The low investment yields of insurance funds have a direct impact on the repayment capacity and operational stability of insurance companies, and have restrained the growth of the insurance industry.

Promising outlook

The continued rapid growth of the Chinese economy provides huge room for the development of the insurance industry.

Research shows the growth of insurance premiums will accelerate as GDP grows.

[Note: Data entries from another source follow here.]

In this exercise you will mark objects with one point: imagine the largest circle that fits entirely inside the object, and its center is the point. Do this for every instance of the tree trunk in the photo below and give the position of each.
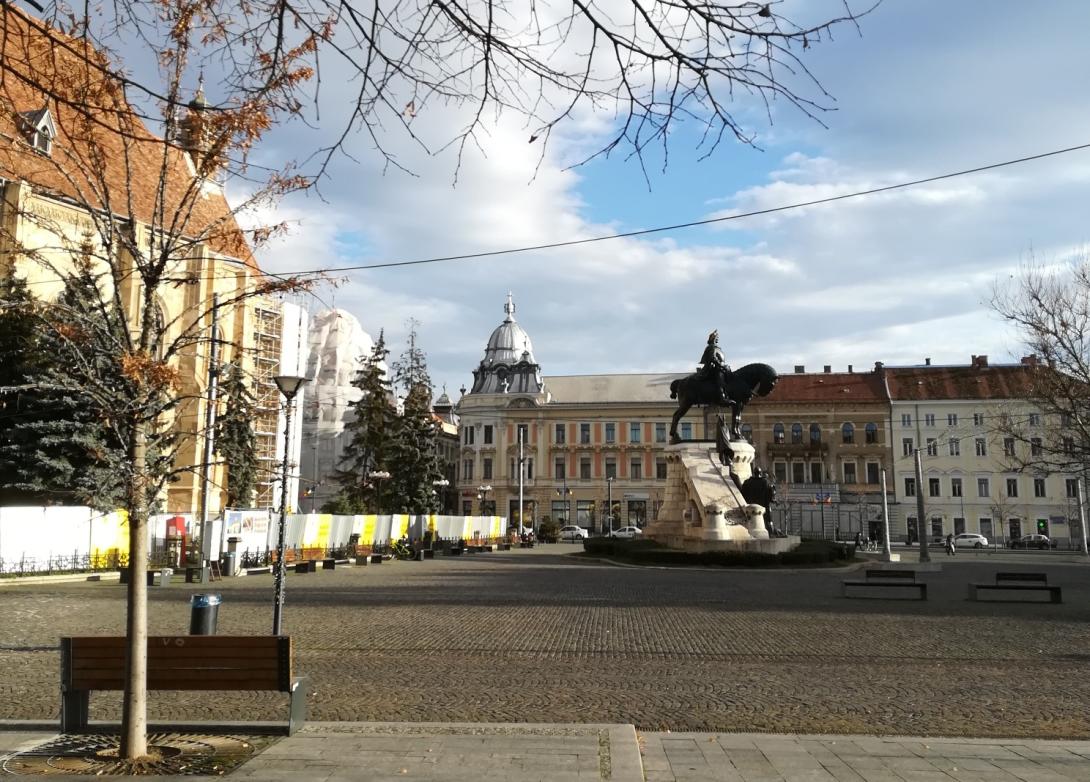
(134, 705)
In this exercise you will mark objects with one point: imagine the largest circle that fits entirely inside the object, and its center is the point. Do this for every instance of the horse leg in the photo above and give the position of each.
(683, 406)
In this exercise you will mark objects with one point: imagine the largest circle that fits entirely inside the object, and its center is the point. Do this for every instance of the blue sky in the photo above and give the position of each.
(924, 87)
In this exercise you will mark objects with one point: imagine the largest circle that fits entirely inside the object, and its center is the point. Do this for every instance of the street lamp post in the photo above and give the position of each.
(289, 386)
(609, 503)
(378, 477)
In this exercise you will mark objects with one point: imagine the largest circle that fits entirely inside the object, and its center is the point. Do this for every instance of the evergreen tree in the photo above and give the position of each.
(57, 447)
(413, 446)
(234, 437)
(368, 433)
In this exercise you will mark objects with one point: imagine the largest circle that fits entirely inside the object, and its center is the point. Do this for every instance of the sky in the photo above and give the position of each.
(923, 87)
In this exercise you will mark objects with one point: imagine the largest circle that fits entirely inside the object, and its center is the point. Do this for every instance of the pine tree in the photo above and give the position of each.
(368, 432)
(413, 446)
(234, 437)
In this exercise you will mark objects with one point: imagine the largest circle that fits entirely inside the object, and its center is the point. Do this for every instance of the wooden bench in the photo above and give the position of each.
(179, 662)
(885, 579)
(1018, 582)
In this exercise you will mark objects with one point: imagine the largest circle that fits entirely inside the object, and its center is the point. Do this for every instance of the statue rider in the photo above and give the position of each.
(713, 367)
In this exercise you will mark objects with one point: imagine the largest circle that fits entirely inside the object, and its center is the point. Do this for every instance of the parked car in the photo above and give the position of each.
(573, 533)
(970, 540)
(1032, 541)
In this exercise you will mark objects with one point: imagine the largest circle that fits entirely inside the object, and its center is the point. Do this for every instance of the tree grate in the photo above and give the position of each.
(169, 754)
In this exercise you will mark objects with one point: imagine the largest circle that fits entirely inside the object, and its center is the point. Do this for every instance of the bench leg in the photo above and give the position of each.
(297, 713)
(74, 706)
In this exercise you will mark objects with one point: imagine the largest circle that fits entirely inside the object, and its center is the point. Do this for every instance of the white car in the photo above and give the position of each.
(573, 533)
(970, 540)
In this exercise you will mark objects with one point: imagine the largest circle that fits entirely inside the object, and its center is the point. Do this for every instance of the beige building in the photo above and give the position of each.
(62, 184)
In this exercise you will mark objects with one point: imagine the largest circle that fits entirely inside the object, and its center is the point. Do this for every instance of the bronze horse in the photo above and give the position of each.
(738, 386)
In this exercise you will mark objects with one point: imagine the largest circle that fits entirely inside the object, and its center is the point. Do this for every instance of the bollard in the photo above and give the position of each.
(203, 614)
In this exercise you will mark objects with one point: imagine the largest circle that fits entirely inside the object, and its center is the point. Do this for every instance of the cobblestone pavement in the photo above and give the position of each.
(541, 636)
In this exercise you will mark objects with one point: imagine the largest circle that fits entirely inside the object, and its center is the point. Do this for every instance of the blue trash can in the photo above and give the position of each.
(203, 614)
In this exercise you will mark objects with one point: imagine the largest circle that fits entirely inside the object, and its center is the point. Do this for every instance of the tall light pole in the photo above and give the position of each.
(609, 503)
(289, 386)
(377, 477)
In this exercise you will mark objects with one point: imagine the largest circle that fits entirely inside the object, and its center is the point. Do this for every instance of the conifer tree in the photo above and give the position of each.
(234, 437)
(368, 433)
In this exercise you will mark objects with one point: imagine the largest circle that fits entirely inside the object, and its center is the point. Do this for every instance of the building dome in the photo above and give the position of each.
(508, 365)
(509, 344)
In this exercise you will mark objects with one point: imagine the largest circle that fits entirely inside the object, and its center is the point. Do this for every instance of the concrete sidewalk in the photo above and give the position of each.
(335, 752)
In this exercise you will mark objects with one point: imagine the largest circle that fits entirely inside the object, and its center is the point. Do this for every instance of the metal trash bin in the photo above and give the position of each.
(203, 614)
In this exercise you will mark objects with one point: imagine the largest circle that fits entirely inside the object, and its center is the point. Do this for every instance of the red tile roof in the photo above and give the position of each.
(43, 68)
(852, 387)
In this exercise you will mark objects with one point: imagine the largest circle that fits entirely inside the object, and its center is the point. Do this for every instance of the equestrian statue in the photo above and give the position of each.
(714, 383)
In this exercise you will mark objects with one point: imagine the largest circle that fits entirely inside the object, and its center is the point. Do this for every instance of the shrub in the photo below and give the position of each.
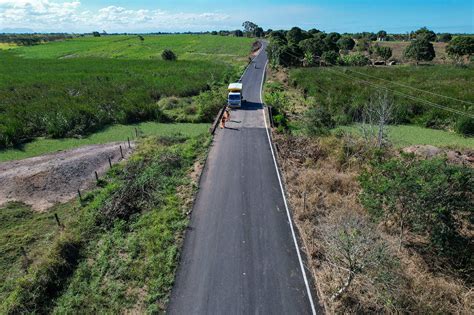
(208, 104)
(383, 52)
(330, 57)
(465, 126)
(427, 197)
(346, 43)
(420, 50)
(355, 60)
(168, 55)
(318, 121)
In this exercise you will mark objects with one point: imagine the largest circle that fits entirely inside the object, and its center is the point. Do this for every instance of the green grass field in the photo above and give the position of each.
(406, 135)
(343, 92)
(75, 87)
(113, 133)
(187, 47)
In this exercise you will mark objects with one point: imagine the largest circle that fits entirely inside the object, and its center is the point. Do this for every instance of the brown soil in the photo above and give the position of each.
(46, 180)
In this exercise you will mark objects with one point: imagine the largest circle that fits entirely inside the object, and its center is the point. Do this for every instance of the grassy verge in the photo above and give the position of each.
(187, 47)
(405, 135)
(120, 251)
(340, 90)
(23, 230)
(110, 134)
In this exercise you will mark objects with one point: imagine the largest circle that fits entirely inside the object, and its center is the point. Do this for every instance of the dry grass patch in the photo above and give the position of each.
(321, 177)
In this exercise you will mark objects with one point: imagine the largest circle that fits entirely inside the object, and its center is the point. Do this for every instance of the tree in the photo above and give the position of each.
(445, 37)
(461, 46)
(238, 33)
(314, 31)
(259, 32)
(313, 46)
(295, 35)
(330, 57)
(249, 27)
(383, 52)
(420, 50)
(331, 41)
(425, 33)
(346, 43)
(168, 55)
(381, 35)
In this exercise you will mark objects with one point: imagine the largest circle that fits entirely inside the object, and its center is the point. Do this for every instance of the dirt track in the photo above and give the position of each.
(55, 178)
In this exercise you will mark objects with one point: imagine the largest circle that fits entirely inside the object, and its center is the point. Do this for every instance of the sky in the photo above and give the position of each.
(141, 16)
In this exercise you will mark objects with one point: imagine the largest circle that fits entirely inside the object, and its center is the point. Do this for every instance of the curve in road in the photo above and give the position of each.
(239, 254)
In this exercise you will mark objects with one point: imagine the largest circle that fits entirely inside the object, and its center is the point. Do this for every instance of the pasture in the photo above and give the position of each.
(187, 47)
(346, 90)
(74, 87)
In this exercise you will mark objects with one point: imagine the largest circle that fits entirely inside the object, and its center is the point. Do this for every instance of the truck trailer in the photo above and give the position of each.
(235, 97)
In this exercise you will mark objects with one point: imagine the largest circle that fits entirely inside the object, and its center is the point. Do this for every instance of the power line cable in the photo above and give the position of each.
(411, 87)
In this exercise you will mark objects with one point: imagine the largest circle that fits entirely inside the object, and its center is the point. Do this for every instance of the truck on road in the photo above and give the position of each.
(235, 98)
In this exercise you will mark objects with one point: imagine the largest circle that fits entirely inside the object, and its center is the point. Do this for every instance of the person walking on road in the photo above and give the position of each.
(225, 117)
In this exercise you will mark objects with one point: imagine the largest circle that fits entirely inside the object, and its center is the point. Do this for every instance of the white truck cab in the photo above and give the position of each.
(235, 98)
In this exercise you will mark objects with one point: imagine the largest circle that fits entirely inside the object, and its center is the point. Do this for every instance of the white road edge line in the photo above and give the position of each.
(284, 198)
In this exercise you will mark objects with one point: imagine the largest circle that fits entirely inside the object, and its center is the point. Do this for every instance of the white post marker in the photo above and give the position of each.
(310, 297)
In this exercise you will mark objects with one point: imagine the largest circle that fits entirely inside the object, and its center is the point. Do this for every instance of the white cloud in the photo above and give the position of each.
(45, 15)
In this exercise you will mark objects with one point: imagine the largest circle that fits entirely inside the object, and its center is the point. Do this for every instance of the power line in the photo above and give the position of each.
(406, 95)
(411, 87)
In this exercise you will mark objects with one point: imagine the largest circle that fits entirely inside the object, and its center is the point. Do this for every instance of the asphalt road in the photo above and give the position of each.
(239, 253)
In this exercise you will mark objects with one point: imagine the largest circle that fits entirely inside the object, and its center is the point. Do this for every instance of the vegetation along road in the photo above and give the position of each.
(240, 252)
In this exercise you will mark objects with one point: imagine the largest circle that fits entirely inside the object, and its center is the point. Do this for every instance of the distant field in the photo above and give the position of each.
(7, 46)
(75, 87)
(399, 47)
(114, 133)
(187, 47)
(403, 136)
(343, 92)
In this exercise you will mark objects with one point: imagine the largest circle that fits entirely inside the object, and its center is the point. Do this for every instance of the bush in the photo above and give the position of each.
(330, 57)
(208, 104)
(318, 121)
(427, 197)
(168, 55)
(355, 60)
(420, 50)
(465, 126)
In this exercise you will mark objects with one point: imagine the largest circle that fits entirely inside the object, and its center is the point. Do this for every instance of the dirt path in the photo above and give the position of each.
(55, 178)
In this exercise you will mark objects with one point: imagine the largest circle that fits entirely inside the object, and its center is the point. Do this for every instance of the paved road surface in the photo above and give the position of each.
(239, 254)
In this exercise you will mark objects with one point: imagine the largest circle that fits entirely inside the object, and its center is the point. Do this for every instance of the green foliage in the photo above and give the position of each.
(168, 55)
(425, 33)
(318, 121)
(420, 50)
(356, 59)
(74, 97)
(209, 103)
(344, 96)
(383, 52)
(465, 126)
(428, 197)
(295, 36)
(346, 43)
(330, 57)
(461, 46)
(445, 37)
(313, 46)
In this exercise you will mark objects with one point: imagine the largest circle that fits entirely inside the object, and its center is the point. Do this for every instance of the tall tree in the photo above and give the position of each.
(420, 50)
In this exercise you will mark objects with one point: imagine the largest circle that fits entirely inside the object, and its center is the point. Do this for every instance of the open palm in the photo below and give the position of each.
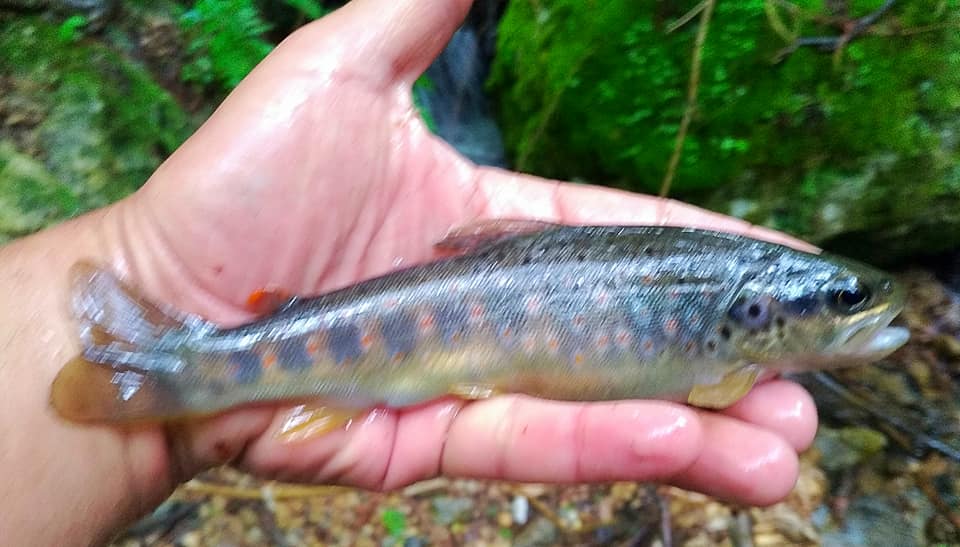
(317, 173)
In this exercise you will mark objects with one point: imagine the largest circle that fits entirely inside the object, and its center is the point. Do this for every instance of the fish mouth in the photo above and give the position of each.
(871, 338)
(871, 343)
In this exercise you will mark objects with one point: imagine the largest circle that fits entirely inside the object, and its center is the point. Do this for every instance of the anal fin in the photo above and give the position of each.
(730, 389)
(308, 421)
(473, 391)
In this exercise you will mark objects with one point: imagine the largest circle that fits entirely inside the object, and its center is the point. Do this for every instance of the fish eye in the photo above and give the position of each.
(850, 299)
(752, 312)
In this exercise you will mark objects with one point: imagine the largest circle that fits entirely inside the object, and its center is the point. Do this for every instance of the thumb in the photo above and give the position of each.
(396, 40)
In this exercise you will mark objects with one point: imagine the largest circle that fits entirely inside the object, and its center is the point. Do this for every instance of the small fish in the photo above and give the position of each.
(561, 312)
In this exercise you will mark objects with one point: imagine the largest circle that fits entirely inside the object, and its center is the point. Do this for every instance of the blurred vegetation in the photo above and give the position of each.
(856, 148)
(861, 140)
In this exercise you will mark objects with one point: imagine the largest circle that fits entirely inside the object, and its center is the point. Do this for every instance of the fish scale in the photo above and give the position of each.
(582, 313)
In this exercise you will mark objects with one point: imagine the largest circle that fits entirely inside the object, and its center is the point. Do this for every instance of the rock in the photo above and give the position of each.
(842, 449)
(448, 510)
(540, 532)
(520, 509)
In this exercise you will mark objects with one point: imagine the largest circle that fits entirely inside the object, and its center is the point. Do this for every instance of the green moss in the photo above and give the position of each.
(225, 41)
(821, 145)
(105, 126)
(30, 197)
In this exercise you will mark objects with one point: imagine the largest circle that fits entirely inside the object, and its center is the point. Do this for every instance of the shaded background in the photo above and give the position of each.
(835, 120)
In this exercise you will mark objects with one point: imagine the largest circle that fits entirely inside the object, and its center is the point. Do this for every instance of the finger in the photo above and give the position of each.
(740, 462)
(781, 407)
(506, 194)
(513, 438)
(522, 439)
(402, 36)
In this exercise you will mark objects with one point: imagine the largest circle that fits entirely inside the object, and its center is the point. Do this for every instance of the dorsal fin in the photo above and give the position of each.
(483, 233)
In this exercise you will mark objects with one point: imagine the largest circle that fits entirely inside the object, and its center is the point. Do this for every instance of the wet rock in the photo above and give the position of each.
(541, 532)
(448, 510)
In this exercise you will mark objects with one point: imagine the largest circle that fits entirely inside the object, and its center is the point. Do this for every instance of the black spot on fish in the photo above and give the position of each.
(292, 354)
(450, 319)
(802, 306)
(344, 342)
(753, 312)
(247, 365)
(399, 333)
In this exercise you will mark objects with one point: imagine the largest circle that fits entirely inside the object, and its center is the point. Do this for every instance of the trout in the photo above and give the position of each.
(560, 312)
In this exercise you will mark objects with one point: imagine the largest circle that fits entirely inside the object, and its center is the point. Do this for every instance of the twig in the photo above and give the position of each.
(777, 24)
(666, 526)
(548, 112)
(692, 89)
(854, 29)
(686, 17)
(275, 491)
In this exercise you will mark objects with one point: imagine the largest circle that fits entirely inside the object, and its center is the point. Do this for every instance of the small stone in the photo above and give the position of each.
(520, 510)
(191, 539)
(448, 510)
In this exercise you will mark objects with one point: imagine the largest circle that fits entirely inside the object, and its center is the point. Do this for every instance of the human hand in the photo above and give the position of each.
(316, 173)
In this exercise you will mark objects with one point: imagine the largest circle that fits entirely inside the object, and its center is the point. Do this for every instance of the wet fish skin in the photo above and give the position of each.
(577, 313)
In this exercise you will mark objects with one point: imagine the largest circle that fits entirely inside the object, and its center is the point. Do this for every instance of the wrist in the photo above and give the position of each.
(66, 484)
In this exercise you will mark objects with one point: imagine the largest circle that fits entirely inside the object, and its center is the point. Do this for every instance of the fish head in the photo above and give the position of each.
(811, 312)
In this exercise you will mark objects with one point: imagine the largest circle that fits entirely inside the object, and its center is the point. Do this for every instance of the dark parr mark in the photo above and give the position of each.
(450, 319)
(292, 354)
(247, 366)
(399, 333)
(344, 342)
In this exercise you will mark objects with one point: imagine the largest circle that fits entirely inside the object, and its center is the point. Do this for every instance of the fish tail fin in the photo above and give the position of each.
(120, 327)
(129, 353)
(88, 392)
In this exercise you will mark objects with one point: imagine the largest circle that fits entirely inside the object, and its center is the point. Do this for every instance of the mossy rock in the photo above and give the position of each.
(95, 121)
(857, 150)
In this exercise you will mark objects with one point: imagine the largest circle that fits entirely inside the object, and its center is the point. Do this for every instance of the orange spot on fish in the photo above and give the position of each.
(265, 301)
(672, 326)
(426, 322)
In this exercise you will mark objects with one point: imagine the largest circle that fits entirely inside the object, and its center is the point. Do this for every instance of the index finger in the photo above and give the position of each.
(510, 195)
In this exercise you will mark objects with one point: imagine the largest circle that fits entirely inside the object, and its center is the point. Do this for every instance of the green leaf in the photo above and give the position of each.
(69, 30)
(311, 8)
(394, 521)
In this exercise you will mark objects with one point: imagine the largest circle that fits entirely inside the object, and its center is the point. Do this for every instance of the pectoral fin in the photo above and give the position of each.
(307, 421)
(730, 389)
(471, 237)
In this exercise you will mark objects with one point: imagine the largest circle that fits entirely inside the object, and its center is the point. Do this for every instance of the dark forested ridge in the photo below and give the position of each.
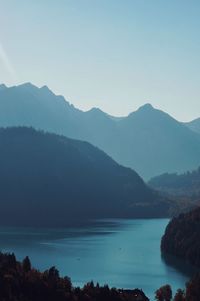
(49, 179)
(137, 141)
(182, 237)
(19, 281)
(183, 185)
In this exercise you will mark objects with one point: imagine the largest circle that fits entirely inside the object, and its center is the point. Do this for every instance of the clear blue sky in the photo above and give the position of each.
(112, 54)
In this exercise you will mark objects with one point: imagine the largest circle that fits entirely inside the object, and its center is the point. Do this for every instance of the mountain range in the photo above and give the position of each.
(186, 185)
(148, 140)
(50, 180)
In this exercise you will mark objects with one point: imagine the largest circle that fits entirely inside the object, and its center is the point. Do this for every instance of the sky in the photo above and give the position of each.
(113, 54)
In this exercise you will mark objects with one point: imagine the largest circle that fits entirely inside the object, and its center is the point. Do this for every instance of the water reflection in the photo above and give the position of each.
(122, 253)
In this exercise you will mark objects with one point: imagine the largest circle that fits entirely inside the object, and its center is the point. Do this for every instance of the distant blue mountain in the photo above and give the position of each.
(51, 180)
(148, 140)
(194, 125)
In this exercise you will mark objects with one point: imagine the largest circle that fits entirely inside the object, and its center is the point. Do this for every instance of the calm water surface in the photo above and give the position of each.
(121, 253)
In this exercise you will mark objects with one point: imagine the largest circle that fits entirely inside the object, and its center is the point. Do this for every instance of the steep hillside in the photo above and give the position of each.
(194, 125)
(185, 185)
(47, 179)
(148, 140)
(182, 237)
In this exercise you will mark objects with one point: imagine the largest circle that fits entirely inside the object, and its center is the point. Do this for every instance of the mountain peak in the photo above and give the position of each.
(2, 87)
(146, 107)
(27, 85)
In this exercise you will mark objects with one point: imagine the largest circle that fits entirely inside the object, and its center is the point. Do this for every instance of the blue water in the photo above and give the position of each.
(121, 253)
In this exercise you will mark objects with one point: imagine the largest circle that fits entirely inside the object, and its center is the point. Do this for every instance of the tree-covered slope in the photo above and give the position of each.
(182, 237)
(49, 179)
(182, 185)
(148, 140)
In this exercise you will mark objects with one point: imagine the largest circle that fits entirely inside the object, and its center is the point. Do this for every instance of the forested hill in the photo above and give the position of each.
(46, 179)
(186, 184)
(139, 140)
(182, 237)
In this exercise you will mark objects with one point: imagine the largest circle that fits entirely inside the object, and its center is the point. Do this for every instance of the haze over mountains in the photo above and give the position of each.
(148, 140)
(194, 125)
(51, 180)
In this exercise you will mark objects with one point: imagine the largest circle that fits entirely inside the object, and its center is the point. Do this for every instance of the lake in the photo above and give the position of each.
(121, 253)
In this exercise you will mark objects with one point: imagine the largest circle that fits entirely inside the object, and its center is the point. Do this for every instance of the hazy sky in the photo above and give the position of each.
(112, 54)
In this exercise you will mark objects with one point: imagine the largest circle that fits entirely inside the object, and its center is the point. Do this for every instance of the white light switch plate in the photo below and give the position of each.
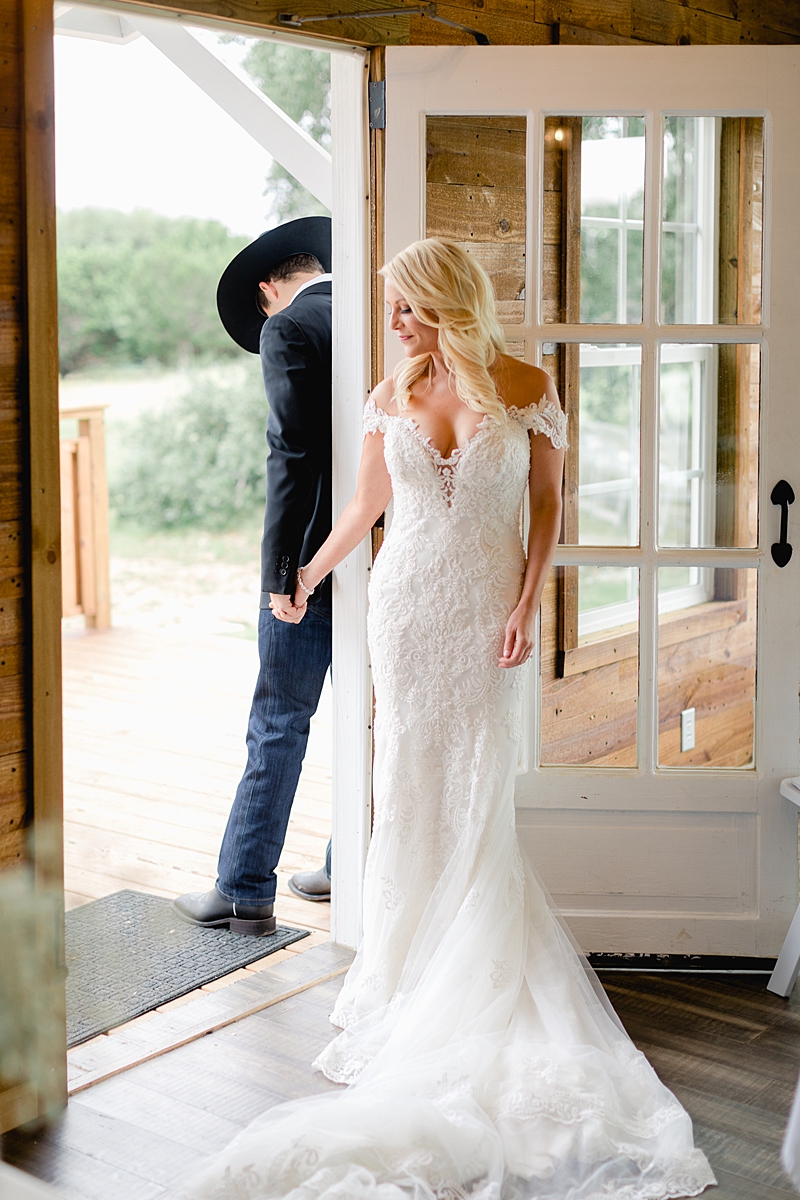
(687, 730)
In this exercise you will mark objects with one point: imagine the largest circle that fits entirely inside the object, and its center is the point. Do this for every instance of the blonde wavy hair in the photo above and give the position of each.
(447, 289)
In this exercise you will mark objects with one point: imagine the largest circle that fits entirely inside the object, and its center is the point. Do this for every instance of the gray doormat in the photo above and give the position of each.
(128, 953)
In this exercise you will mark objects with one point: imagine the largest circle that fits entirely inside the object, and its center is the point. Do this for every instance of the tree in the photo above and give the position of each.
(299, 82)
(137, 287)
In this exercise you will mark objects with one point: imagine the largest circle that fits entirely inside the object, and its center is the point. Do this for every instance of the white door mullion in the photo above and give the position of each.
(648, 611)
(648, 711)
(690, 335)
(629, 556)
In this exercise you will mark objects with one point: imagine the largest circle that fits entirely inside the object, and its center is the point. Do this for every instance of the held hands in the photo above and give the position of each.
(287, 609)
(293, 609)
(518, 642)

Looking at long-term factors such as the industrialization process, China's economic growth has huge potential in the future.

China has set a target of quadrupling GDP by 2020, which translates into a 7.2 per cent annual growth rate for the coming years, promising to generate enormous room for the growth of the insurance industry.

Meanwhile, the ongoing systematic reforms and strategic economic restructuring will bring fresh vigour into the insurance industry.

With the reforms deepening, the responsibility to shoulder risk is being transferred from the government to businesses and individuals, who, in turn, have been increasingly opting for insurance as the method to pass on risk.

The State's strategic steps to readjust the economic structure, stimulate domestic demand, expand exports and promote growth in the relatively underdeveloped western and northeastern regions are expected to propel infrastructure construction as well as foreign trade, which requires huge risk coverage from insurance companies.

The fundamental social changes taking place in the nation will also provide favourable conditions for the insurance industry.

The expected increases in the urban population and the aging of the entire Chinese population are going to increase demand for insurance protection, while uncertainties in the areas of employment, medical care and education - partly a result of ongoing reforms - also require risk coverage.